Metabolic Risk Factors and Cardiovascular Safety in Ketamine Use for Treatment Resistant Depression
Joanna Szarmach, Wiesław Jerzy Cubała, Adam Włodarczyk, Maria Gałuszko‐węgielnik
Neuropsychiatric Disease and Treatment October 1, 2020 DOI: 10.2147/ndt.s273287 via OpenAlex
Summary
In patients with treatment-resistant depression, intravenous ketamine is generally safe and well-tolerated when added to existing psychiatric medications. Blood pressure and heart rate returned to baseline within 90 minutes after each infusion, with no lasting complications. However, larger temporary increases in blood pressure occurred in patients also taking SSRIs, and heart rate decreases were greater in those not taking mood stabilizers. Risks were more pronounced in patients with coexisting high blood pressure or diabetes. The study included 35 people with major depressive disorder and 14 with bipolar disorder.
Study at a glance
| Characteristics | Observational study Pilot study Peer reviewed |
|---|---|
| Sample size | 49 |
| Population | Inpatients with treatment-resistant depression (major depressive disorder or bipolar disorder) |
| Intervention | Intravenous ketamine |
| Duration | Acute administration; blood pressure and heart rate monitored up to 90 minutes post-infusion |
| Topics | Anxiety Depression Ketamine |
| Keywords | Tolerability Blood pressure Concomitant |
| Citations | 15 |
| Key finding | Intravenous ketamine shows good cardiovascular safety and tolerability as an add-on treatment for treatment-resistant depression, with blood pressure and heart rate returning to baseline within 90 minutes and no lasting harm. |
Abstract
INTRODUCTION: Ketamine exhibits antidepressant properties in treatment-resistant depression (TRD) with some concern over its cardiovascular safety and tolerability issues. This paper reports on the cardiovascular safety in short-term intravenous ketamine treatment in TRD inpatients with major depressive disorder (MDD) and bipolar disorder (BP). MATERIALS AND METHODS: The observational study population comprises 35 MDD and 14 BP subjects treated with intravenous ketamine. RESULTS: Blood pressure (RR) and heart rate (HR) values returned to baseline within 1.5-hours post infusion with no sequelae for all study subjects.

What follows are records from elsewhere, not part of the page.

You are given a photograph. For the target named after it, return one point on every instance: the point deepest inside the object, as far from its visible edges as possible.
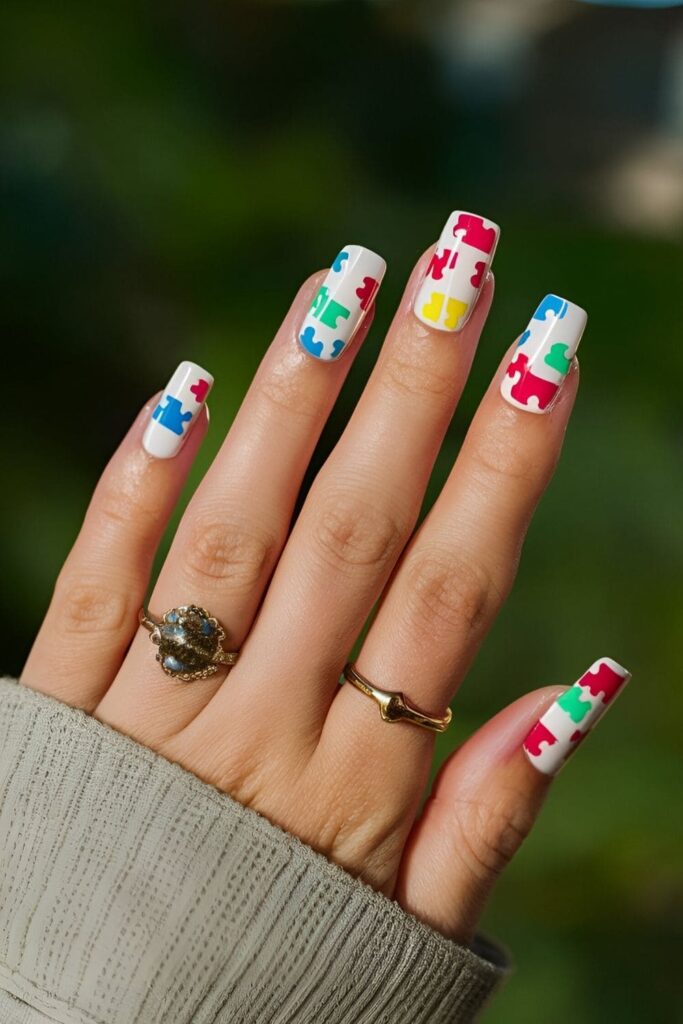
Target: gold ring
(393, 706)
(189, 642)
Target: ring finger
(462, 562)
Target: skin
(281, 735)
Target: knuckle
(349, 534)
(90, 606)
(487, 834)
(408, 373)
(499, 458)
(122, 503)
(287, 389)
(218, 550)
(446, 594)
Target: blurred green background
(160, 162)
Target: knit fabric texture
(132, 892)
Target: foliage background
(159, 162)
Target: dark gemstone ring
(189, 642)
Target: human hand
(278, 733)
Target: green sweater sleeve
(132, 892)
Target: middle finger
(357, 517)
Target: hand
(278, 732)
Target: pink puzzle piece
(477, 276)
(474, 232)
(604, 681)
(367, 291)
(200, 390)
(539, 734)
(439, 261)
(529, 385)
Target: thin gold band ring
(393, 706)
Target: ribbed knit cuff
(132, 892)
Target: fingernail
(457, 271)
(557, 734)
(176, 411)
(544, 354)
(342, 302)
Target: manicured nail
(342, 301)
(557, 734)
(173, 417)
(544, 354)
(457, 271)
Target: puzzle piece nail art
(459, 265)
(544, 353)
(557, 733)
(342, 302)
(172, 418)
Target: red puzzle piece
(529, 385)
(604, 681)
(539, 734)
(438, 263)
(475, 233)
(200, 390)
(367, 291)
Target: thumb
(487, 796)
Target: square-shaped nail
(544, 354)
(176, 411)
(457, 271)
(342, 302)
(557, 733)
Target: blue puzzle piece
(307, 339)
(552, 304)
(339, 261)
(171, 415)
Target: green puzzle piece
(557, 359)
(573, 706)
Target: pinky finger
(92, 615)
(487, 796)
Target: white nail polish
(457, 271)
(342, 302)
(544, 354)
(557, 734)
(176, 411)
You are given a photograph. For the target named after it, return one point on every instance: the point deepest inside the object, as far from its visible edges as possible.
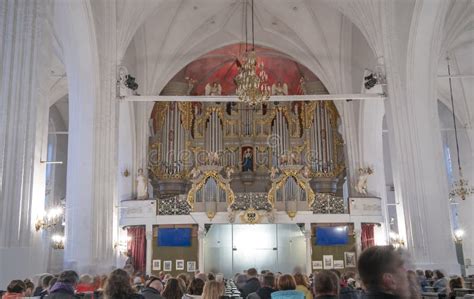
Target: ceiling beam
(313, 97)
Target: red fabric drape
(137, 247)
(367, 235)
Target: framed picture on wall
(328, 262)
(156, 265)
(349, 259)
(179, 264)
(338, 264)
(191, 266)
(167, 265)
(317, 265)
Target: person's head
(154, 283)
(326, 283)
(456, 283)
(212, 290)
(30, 287)
(69, 276)
(118, 284)
(286, 282)
(185, 278)
(268, 280)
(300, 279)
(173, 289)
(252, 272)
(428, 274)
(382, 267)
(438, 274)
(86, 279)
(16, 286)
(196, 287)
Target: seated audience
(195, 289)
(173, 289)
(440, 282)
(287, 288)
(268, 287)
(153, 288)
(30, 287)
(85, 284)
(118, 286)
(455, 283)
(302, 285)
(15, 290)
(64, 287)
(382, 271)
(422, 280)
(326, 285)
(252, 284)
(213, 290)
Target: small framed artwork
(156, 265)
(167, 266)
(191, 266)
(338, 264)
(328, 262)
(317, 265)
(179, 264)
(349, 259)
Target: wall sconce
(458, 235)
(395, 240)
(51, 218)
(58, 241)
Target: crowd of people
(381, 273)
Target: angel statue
(273, 172)
(195, 173)
(279, 89)
(213, 90)
(361, 186)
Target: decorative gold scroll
(201, 180)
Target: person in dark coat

Six time points were analyzed for each infusion: 0', 15', 30', 45', 60' and 90' for RR and HR. After the infusion significant peaks in systolic (p = 0.004) and diastolic (p = 0.038) RR were seen. In concomitant medication with selective serotonin reuptake inhibitors (SSRIs), higher RR peaks (p = 0.020; p = 0.048) were seen as compared to other subjects. The decrease in HR was greater (p = 0.02) in the absence of concomitant medication with mood stabilizers as compared to subjects receiving mood stabilizing medication accompanied by the observation of a greater decrease in diastolic RR among those taking mood stabilizers (p = 0.009). LIMITATIONS: The study may be underpowered due to the small sample size. The observations apply to an inhomogeneous TRD population in a single-site, pilot study, with no blinding and are limited to the acute administration. CONCLUSION: The study demonstrates good safety and tolerability profile of intravenous ketamine as add-on intervention to current psychotropic medication in TRD, regardless of the MDD or BP type of mood disorders. The abatement of elevated RR and BP scores was observed in time with no sequelae nor harm. Still, cardiovascular risks appear to be more pronounced in subjects with comorbid arterial hypertension and diabetes mellitus.